Preparing to teach class tonight, I was straightening up the office, putting things away rather than simply setting them aside, when I came across the feathers and bones. Little Rabbit had also sent me some loose feathers in a box and I figured it made sense to keep all of them together. The instant that I picked up the Ziploc bag containing the larger of the two bones, it was immediately clear that it did not like the idea of sitting in the box. Sometimes the shift in energy is pretty subtle, but this was very intense.

Ripening cherries hang from one of our cherry trees.
Thinking that it might like things better if I removed it from the plastic bag and let it rest loose among the feathers, only to once more be hit with the overwhelming sense of wrongness" regarding leaving the bone in the box. I suddenly saw a vision of a freshly dug hole in the ground lined with feathers. Knowing better than to question such things, I picked up the bags of feathers and bones and headed out for the yard, feeling myself directed toward one the old cherry trees that grow in our backyard.
The hole and the gardening tool that had been conveniently left in my path.
When working with the fae, you have to let go of your boundaries and work almost exclusively on a symbolic level. You'll miss half of what they have to share with you if you don't. In the photo above, you'll notice a nice pile of loose, dry earth beneath the blade of the hand tool in the upper right corner of the photograph. All of the dirt came out in that fashion, loose and crumbling, with the exception of one large solid piece that you can see in the left of the picture.
The dirt face that emerged from the hole.
What isn't apparent (I'm having some challenges with close-up photography since I broke one of my camera lenses on our honeymoon) is that the outline that you can almost make out around the "eyes" and "nose" forming the "face" is actually raised and extends from the rest of the earth. And the "nose" is actually an almost perfectly round piece that extends above even that. Had I been able to photograph it from another angle (instead of standing on a chair to get far enough away to capture it with my remaining telephoto lens) is that the face is just as obvious from every angle. It's three dimensional.
An interesting and symbolic stick that simply appeared on its own.

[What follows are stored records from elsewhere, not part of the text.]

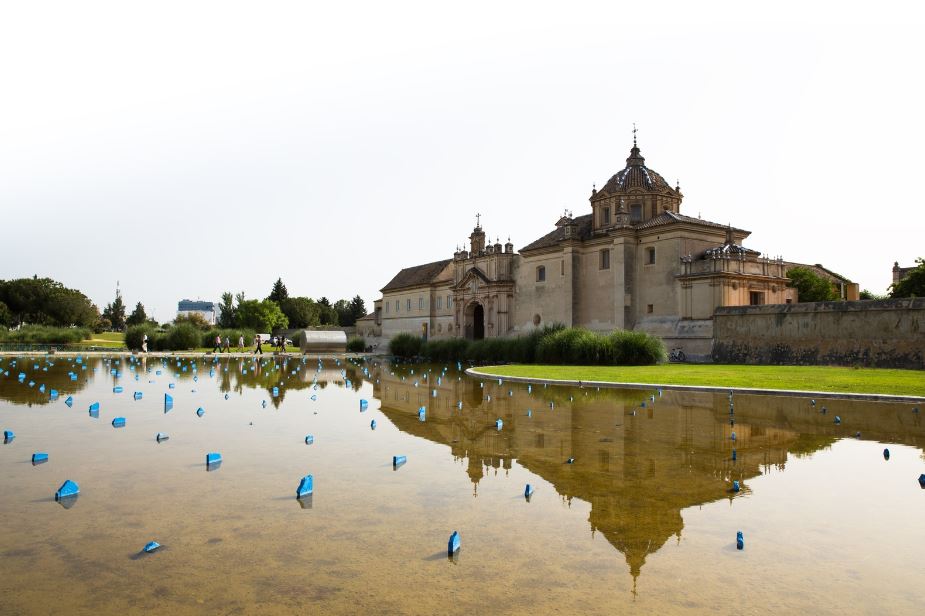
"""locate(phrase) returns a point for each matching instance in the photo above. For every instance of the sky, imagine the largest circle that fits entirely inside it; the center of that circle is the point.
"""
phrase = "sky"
(184, 149)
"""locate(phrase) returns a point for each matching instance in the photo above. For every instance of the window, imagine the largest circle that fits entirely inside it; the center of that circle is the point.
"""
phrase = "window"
(636, 212)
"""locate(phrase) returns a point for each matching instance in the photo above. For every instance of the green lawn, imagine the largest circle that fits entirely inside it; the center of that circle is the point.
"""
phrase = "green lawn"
(807, 378)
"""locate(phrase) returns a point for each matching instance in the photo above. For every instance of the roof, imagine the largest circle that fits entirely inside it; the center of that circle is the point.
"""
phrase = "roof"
(416, 276)
(584, 228)
(188, 304)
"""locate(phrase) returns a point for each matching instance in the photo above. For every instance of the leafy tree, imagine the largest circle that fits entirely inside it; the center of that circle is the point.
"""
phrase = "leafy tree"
(810, 286)
(192, 318)
(6, 317)
(912, 284)
(227, 311)
(279, 292)
(301, 311)
(263, 317)
(138, 315)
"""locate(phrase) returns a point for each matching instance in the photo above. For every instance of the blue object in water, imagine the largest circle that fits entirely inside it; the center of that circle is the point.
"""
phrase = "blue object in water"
(150, 547)
(68, 489)
(306, 487)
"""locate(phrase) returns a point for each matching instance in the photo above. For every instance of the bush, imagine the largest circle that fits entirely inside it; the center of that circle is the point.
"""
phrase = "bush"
(405, 345)
(356, 344)
(42, 334)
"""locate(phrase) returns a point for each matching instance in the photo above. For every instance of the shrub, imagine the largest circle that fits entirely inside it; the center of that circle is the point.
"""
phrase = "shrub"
(406, 345)
(356, 344)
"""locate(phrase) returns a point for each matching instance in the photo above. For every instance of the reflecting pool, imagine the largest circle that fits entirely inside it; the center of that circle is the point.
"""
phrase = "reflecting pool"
(633, 505)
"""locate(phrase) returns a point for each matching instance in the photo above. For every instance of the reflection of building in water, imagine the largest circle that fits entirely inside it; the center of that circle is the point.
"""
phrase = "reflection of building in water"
(637, 472)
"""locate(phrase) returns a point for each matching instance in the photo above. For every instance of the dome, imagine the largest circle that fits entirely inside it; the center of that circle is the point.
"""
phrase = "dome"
(636, 175)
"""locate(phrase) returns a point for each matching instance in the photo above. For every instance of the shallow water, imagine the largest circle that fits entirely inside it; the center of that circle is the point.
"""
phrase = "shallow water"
(644, 518)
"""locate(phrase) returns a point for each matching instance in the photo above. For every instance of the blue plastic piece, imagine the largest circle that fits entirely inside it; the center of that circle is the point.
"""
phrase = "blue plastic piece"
(306, 487)
(152, 546)
(68, 489)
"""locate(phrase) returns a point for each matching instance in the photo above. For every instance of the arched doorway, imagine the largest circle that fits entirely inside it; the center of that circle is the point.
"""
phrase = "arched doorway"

The very interesting, dark shaped stick that mysteriously appeared in the hole after it was dug was the key to what I was supposed to be doing. Noting how you can imagine that it's a tower of connected pieces? Having worked with the fae on numerous occasions, I've learned to understand them to a certain extent (with more than my share of missteps along the way) and this was their way of saying that I needed to integrate the energy of the bones and feathers into the faerie energy of the Pacific Northwest (the bones came from approximately 3,000 miles away) rather than burying them in the earth and releasing their spirits into the afterlife.
Feathers and bones.
So I placed the bones and feathers in the hole, tying their energy together, the bones teaching the feathers to connect with the earth and the feathers enabling the bones to emerge into the air, and prepared to bury them. It was then that I was told that I needed to ritually sever the energy from it's original location, a continent away."
Finding scissors when you need them the most.
The scissors went into the hole and were followed by a walnut shell half, nearly identical in shape to a "fae mask" that I'm crafting that's sitting on my desk in my home office. The dirt "face" went in as well, each item blessed and thanked for its part in the rite and then the hole was covered with loose dirt and a feather from the box was left on top of the mound. (Leaving a feather behind is sort of a tradition of mine when I bury something - I did the same thing when I laid the fossilized dog bone to rest back on Summer Solstice 2005.
Half of a walnut shell.
Then it was back inside to do some more work and to prepare for tonight's offline class.